Is it on the level if identity theft? No. They got a good chunk of money – for 4 days – before the bank notified me. And yes, I will get my money back, but the criminals will most likely get away with it. I was not the only one. At least 9 other people who bank at my branch had this done as well, and it looks like, according to my sources, this is something that happened recently on a nationwide scale for the bank in question. I am sure they will make good on giving everyone their money back, but it is not about that.
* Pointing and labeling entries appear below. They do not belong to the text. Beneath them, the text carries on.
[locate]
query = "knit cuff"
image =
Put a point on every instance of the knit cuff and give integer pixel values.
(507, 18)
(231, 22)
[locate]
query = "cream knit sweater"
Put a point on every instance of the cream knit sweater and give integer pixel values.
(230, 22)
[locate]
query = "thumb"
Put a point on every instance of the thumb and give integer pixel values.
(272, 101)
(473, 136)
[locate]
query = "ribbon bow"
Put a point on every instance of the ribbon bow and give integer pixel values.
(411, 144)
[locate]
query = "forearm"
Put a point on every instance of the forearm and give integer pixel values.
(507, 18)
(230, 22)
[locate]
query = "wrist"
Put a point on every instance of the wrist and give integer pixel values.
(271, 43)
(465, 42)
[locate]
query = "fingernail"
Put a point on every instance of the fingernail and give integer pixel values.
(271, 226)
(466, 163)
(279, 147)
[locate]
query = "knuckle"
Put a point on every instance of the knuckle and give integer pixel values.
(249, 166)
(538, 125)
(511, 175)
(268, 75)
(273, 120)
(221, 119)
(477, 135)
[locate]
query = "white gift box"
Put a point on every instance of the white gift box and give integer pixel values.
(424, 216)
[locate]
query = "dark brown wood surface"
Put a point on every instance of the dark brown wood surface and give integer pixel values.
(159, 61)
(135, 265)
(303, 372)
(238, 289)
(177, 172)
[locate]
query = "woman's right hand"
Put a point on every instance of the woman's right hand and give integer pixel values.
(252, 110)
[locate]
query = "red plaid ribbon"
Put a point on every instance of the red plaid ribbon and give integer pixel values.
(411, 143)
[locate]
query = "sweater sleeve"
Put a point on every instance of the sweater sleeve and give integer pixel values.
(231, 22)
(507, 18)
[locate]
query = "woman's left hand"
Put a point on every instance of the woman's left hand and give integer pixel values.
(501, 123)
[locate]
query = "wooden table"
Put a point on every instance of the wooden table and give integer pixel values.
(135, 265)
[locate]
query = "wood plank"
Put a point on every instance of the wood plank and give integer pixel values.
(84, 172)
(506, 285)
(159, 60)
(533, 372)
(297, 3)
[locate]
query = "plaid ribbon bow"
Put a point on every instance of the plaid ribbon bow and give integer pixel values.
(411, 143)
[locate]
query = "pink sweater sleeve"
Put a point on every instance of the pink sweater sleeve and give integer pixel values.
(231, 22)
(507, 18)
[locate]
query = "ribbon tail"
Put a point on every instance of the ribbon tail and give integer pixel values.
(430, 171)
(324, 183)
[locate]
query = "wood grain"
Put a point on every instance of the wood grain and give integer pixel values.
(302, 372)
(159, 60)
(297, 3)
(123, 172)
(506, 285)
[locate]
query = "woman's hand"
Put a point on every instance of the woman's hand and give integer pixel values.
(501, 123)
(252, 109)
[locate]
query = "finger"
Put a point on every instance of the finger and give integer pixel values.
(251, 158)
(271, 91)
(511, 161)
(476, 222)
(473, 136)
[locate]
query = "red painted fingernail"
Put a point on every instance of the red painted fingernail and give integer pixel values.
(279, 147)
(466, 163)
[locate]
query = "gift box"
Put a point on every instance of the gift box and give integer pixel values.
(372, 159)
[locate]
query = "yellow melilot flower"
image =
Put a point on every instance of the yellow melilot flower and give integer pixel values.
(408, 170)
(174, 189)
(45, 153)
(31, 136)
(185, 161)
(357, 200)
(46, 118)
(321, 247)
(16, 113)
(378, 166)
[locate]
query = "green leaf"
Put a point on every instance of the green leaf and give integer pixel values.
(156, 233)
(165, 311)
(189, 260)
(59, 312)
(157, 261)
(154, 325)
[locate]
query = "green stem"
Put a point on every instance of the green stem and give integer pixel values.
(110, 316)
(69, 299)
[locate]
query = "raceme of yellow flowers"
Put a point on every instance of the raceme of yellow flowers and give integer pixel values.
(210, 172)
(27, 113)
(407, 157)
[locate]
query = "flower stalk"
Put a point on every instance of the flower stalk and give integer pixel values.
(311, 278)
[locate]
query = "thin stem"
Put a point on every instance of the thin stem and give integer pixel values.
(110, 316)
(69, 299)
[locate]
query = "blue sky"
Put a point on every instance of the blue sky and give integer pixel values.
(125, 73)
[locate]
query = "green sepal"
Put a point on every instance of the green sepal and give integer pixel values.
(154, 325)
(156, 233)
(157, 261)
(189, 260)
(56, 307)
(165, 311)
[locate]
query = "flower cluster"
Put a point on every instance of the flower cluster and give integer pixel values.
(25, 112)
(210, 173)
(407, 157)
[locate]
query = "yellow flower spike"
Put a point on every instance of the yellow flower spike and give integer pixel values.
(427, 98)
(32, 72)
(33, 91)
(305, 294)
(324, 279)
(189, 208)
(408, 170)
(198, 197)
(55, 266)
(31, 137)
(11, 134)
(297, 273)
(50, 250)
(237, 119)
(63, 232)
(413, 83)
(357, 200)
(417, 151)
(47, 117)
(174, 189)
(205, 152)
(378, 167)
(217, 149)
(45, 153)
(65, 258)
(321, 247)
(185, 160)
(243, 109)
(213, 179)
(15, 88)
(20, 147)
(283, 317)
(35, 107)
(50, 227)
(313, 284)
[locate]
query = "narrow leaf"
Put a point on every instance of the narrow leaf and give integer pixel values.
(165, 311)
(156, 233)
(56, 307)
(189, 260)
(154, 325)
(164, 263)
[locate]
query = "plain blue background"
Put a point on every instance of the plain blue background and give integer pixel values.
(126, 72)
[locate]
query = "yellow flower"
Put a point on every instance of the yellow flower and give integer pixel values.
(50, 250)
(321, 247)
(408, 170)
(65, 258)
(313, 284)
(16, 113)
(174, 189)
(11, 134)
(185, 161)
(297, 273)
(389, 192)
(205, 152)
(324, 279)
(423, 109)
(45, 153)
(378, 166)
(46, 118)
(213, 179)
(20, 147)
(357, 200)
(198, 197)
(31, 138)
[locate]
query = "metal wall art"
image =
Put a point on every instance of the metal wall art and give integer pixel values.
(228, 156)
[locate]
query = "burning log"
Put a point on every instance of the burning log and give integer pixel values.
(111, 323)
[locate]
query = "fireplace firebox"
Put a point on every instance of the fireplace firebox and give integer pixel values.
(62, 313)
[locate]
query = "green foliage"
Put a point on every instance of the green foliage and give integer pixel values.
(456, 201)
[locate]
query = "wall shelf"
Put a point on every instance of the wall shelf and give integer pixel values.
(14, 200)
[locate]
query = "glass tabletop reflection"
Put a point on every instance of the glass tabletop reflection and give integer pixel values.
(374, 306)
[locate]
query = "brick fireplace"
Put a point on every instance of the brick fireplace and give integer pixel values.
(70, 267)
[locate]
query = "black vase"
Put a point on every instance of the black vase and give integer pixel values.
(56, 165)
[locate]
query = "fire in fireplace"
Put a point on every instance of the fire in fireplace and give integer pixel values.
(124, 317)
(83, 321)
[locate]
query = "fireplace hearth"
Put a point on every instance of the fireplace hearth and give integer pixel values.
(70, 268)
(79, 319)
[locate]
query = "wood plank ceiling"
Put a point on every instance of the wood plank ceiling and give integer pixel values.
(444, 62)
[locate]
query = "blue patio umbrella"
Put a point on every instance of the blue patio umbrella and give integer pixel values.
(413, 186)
They stole from me – and I was not even there to stop them. I was not hit on the head and had my purse stolen – I was not robbed where I might have seen the criminal and been able to report it. It was a crime that I will most likely never know who did it. In my case, they took money from at least 4 places in and around Chicago and it infuriates me to know how unlikely it is they will be caught!
So now I wait. I will get my money back. Things will get back to normal, but I sit around and wonder – what else?
Last year, I was mugged walking home – from of all places, Church! Ok, I should not have been walking at 1 am but it was such a nice evening so I walked there at 7pm, and well, was not thinking of the lateness of my return journey. I don’t remember much. I felt a sharp pain and saw a bright flash (most likely from being hit) and then I was looking up at a couple of people who had seen it and rushed to me. I was taken to the hospital for observation overnight and went home the next day. $200 had been removed from my purse, but at least my cards were still there – my Tarot cards – which mean a lot to me.
The day after I came home, I rested – felt the bump on my head and took my pain meds. But I had been violated. So close to my own home – only 3 blocks – and I did not understand what I did to deserve it. For weeks I thought how stupid I was to walk home and yet I was angry, because only 7 blocks from my home I should be able to! The emotions were mixed. The same as now.
No physical harm came to me this time. I did not wake up in a hospital or anything so dramatic, but it still leaves a sickly feeling all over you – as though you are dirty in some way – a way you can’t explain.
I could not even begin to understand what it might be to be raped – it is has never happened. I can, I think, understand a small part of the feelings that come with it. The anger, followed by hatred of the criminals. The frustration – and fear and perhaps most of all, the feeling that makes you wonder, “Was I to blame some how?”
Rape is 1000 times more than the emotional turmoil of having money taken from you, but there are many crimes in this world that leave us feeling “violated” in so many ways. Each in a way unique to the crime. There are no pills to take – no pain meds that take it away, and I doubt anything like anti-depressants or the like would take it away either. You are left to think and contemplate what you have been through – in your own way – finding some way to accept it and not blame yourself. Especially in the horrible crime of rape, where so many times, they try to blame you for “asking for it.” What a horrible way to portray a victim of such a terrible crime! I never understood that. I wonder – I just wonder – if a man could be raped by a woman, would that defense no longer hold water? Would a defense attorney say that the man was “asking for it” based on his clothes or the way he walked or how he looked? It is unlikely that this will hold water if the tables were turned.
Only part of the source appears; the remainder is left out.